Le 29 juillet 2026, le Corps des Gardiens de la révolution islamique (IRGC) d'Iran a revendiqué une attaque contre une base aérienne jordanienne près de la frontière syrienne, affirmant qu'il s'agissait de représailles à des frappes israéliennes sur l'île iranienne de Qeshm le 28 juillet. L'IRGC a déclaré que l'attaque avait tué plusieurs soldats américains, mais les responsables américains ont démenti toute perte.

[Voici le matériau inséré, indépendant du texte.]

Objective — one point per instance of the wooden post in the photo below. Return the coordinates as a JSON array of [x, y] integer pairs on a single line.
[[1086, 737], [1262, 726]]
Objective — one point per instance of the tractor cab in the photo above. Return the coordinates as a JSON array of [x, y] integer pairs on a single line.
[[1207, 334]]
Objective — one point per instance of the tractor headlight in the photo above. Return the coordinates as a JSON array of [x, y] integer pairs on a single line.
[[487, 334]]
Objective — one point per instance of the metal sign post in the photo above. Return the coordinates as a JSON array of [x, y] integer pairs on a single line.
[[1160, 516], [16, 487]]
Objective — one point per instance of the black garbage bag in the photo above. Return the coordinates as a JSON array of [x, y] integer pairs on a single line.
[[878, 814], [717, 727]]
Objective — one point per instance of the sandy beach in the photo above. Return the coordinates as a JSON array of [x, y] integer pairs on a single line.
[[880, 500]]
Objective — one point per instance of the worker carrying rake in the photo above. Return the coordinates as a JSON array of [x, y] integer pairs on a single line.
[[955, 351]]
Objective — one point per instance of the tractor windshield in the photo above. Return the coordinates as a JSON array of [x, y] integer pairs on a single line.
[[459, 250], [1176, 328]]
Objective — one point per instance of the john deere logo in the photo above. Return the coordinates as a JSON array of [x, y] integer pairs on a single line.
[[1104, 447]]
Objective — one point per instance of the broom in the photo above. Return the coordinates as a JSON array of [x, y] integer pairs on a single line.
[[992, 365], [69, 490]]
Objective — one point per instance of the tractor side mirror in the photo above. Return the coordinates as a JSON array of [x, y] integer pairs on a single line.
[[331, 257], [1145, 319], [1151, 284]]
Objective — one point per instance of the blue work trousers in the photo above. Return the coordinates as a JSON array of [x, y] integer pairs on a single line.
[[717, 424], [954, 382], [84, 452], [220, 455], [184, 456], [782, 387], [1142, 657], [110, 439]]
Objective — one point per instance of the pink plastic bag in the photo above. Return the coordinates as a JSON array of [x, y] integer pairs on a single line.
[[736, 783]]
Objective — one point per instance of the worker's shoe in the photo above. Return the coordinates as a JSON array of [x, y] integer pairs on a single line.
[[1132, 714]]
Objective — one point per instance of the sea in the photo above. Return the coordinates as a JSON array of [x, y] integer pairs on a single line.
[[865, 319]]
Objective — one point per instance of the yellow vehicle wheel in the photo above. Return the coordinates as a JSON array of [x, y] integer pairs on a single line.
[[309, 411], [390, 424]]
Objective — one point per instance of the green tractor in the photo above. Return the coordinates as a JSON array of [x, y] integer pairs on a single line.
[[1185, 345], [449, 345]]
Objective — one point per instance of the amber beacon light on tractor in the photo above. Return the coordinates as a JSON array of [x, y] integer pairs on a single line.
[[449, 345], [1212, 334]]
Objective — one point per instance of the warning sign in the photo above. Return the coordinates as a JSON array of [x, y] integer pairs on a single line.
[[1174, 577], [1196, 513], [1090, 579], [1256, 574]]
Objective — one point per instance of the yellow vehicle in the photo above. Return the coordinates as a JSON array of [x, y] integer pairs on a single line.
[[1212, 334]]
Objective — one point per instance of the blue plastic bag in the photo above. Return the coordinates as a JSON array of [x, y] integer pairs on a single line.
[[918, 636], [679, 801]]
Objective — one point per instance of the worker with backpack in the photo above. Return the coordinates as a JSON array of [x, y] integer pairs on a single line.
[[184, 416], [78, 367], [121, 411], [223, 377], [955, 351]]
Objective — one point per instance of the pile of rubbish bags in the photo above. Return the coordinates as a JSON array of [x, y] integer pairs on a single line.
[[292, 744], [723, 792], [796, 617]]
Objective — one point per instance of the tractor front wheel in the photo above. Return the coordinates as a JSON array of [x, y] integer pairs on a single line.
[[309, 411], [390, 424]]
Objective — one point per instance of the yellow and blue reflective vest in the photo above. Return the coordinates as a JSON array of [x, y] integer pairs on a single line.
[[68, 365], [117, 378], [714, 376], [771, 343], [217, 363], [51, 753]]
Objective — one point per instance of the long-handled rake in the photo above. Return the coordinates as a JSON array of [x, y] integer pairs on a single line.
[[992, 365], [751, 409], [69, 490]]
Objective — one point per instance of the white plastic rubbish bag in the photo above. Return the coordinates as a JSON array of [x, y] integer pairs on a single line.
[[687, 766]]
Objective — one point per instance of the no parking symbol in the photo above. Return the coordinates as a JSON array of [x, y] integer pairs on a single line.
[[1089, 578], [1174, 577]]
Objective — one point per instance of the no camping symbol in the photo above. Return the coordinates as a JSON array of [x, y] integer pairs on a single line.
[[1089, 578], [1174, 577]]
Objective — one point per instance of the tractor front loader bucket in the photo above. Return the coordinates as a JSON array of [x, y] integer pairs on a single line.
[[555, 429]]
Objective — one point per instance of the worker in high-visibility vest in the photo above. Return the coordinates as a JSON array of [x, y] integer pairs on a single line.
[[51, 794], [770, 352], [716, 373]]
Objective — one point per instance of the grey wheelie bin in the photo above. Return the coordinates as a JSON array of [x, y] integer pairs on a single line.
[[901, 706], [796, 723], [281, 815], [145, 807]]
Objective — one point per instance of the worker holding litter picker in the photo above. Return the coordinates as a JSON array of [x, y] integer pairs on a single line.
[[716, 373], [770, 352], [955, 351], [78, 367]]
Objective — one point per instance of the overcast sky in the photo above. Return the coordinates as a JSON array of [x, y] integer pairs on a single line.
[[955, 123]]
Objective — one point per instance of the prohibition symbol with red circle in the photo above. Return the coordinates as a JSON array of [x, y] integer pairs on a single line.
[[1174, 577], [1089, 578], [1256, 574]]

Selon un responsable américain de la défense s'exprimant sous couvert d'anonymat auprès de Reuters, il n'y a eu aucune perte américaine ni aucun dommage aux installations américaines. Le responsable a ajouté que les États-Unis évaluent la situation et se coordonnent avec les autorités jordaniennes.
La déclaration de l'IRGC, diffusée par la télévision d'État iranienne Press TV, indique que l'attaque a utilisé des drones et des missiles. Le gouvernement jordanien a confirmé un incident sur une base militaire mais n'a pas fourni de détails sur les pertes ou les dégâts. La base est utilisée par les forces américaines pour l'entraînement et les opérations contre les militants de l'État islamique.
L'attaque survient dans un contexte de tensions accrues après des frappes aériennes israéliennes sur l'île de Qeshm, qui, selon l'Iran, ont tué plusieurs personnes et endommagé des sites militaires. Israël n'a pas commenté les frappes. Les États-Unis ont exhorté toutes les parties à faire preuve de retenue pour éviter un conflit régional plus large.